Yes I do understand that Exthellion does sound like the LOTR character. I assure you it is unintentional. I made a thread awhile ago asking if the members here thought it would be a problem. Most of them said no because that character was barely mentioned and wasn't a major part of the story.

I was actually thinking of including a pronunciation glossary. I don't think that my names are difficult to pronounce and hard on the eye as are a lot of fantasy names, it's just that they are easy to mispronounce.

I know that Exthellion isn't really a Greek sounding name but I kind of like it. What kind of origin do you think it resembles? maybe I can sort of mingle the two together?
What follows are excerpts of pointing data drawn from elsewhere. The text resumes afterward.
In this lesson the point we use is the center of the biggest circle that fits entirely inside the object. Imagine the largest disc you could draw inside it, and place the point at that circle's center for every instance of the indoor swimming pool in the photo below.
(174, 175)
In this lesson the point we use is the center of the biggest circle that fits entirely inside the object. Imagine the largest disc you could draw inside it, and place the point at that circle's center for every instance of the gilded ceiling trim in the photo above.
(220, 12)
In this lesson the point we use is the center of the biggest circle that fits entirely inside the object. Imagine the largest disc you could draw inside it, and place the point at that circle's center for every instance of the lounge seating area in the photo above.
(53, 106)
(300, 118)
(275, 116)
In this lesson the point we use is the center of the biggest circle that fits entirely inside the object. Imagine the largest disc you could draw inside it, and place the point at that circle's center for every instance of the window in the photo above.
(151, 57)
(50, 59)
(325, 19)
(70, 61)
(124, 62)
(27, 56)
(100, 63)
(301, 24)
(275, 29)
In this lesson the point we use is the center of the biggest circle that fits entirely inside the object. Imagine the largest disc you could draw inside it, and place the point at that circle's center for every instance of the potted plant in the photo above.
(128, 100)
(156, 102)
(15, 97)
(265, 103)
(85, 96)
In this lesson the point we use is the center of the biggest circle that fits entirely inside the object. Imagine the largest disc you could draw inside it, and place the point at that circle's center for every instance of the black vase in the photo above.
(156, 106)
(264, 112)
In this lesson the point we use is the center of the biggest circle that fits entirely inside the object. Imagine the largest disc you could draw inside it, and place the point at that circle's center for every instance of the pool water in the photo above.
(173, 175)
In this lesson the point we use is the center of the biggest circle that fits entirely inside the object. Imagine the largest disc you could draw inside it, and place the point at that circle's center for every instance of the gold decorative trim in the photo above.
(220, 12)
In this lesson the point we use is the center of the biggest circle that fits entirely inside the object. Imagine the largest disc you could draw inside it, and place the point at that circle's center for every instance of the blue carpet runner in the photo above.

EDIT: I'm not trying to go far a 100% historically accurate Greek sound. Just going for something that can sort of get the image across.


----------



## SeverinR (Nov 5, 2012)

The concern of Dip, would be:
Dippy:mad or foolish
Dipstick: a common put down on Dukes of Hazard, possibly of the south?

Changing it to DY, would keep the Greek sound and not be percieved by some as a put down.

This bank gave a radio show a few laughs and some bleeps when the wrong pronunciation is used: Fukuoka Bank (fu ku oka bank) fu not fa. In Japan, I doubt this would be a problem.


----------



## Androxine Vortex (Nov 5, 2012)

Thanks guys for the advise. But what sort of language/origin do you think the name "Exthellion" resembles? I think I might make a blend between whatever it is like and Greek. 

Oh and I also made a new God named Acazeus


----------



## WyrdMystic (Nov 5, 2012)

Exthellion to me sounds latiny greeky. Excellion was an autobot. Azazeus sounds demonic. Don't worry too much about the origins though, if they sound right and feel right....plow ahead.


----------



## Saigonnus (Nov 6, 2012)

Exthellion sounds like latin to me too... and it isn't a far stretch of the imagination to have a culture "borrow" religious rites or even gods from other places. Perhaps long ago pilgrims came from a distant land and brought it with them. As the years passed, more people took the god as their own and eventually it would become part of the pantheon even if not devised by the people living in the kingdom. 

The early form of christianity used alot of pagan symbols and rituals to make conversion to their religion more palatable to the ordinary people; who based alot of the trappings of their "religion" on things like the summer solstice, winter equinox, lunar/celestial events and what not.


----------